Surviving the Singularity
There is no question that whoever develops and controls the first computer with greater-than-human intelligence—in other words, whoever creates the Singularity—will control the world. The question is whether the rest of the world, seeing that moment approaching, will sit back and let it happen without taking some kind of action.
At the present time, such a project is affordable only by large national governments. Due to the acceleration of technological advancement, the longer one waits to start a Singularity Project, the cheaper and quicker it will be to attain the result. The Center for Responsible Nanotechnology recently estimated the cost of such a project started in 2010 at about US$ 1 billion, certainly within the research budget of many large corporations—and rogue nations—and could lead to the Singularity in as little as two years. The present cost might be ten times that, and take five to eight years to completion.
Therefore by now there is almost certainly at least one secret government project to develop such a computer, and more likely several. The Singularity will come, for the economic and strategic benefits from the technology are compelling. The problem is that one of the larger nations in the race to attain the Singularity may begin to think it is in second place. In their eyes, that may justify a military action against whichever nation is perceived as being the leader. Along with the coming global shortages of natural resources caused by global warming and overpopulation, the prospect of another World War is almost certain. Once again, the psychosis of war will convulse our planet. Therefore the real question is, will any of us survive it to enjoy the benefits of the advanced technology we are about to produce?

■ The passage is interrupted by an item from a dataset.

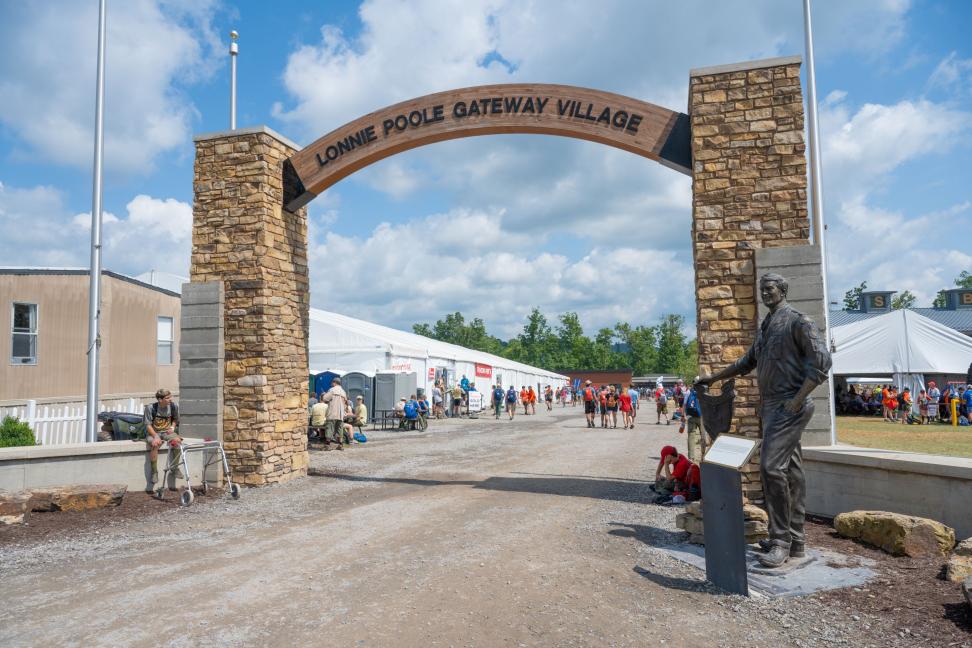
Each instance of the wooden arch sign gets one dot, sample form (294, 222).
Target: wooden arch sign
(615, 120)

The key to surviving the devastation of the JCI/WES ontology by the Ontological Time Bomb of the Singularity is to invent, find or subscribe to a better and more powerful ontology. Of course, this is much easier said than done. To survive the explosion of the Ontological Time Bomb and the resulting vacuum of meaning, one must possess an ontology sufficiently robust to contain both the previous ontology, and the tremendous energy and inestimable creative fecundity of the Singularity. The one certainty is that no ontology developed by limited human intelligence will be capable of dealing with the Singularity, which by definition is an event caused by greater-than-human intelligence. To meet the challenge of the Singularity, we must therefore search for a valid ontology that is also a product of greater-than-human intelligence.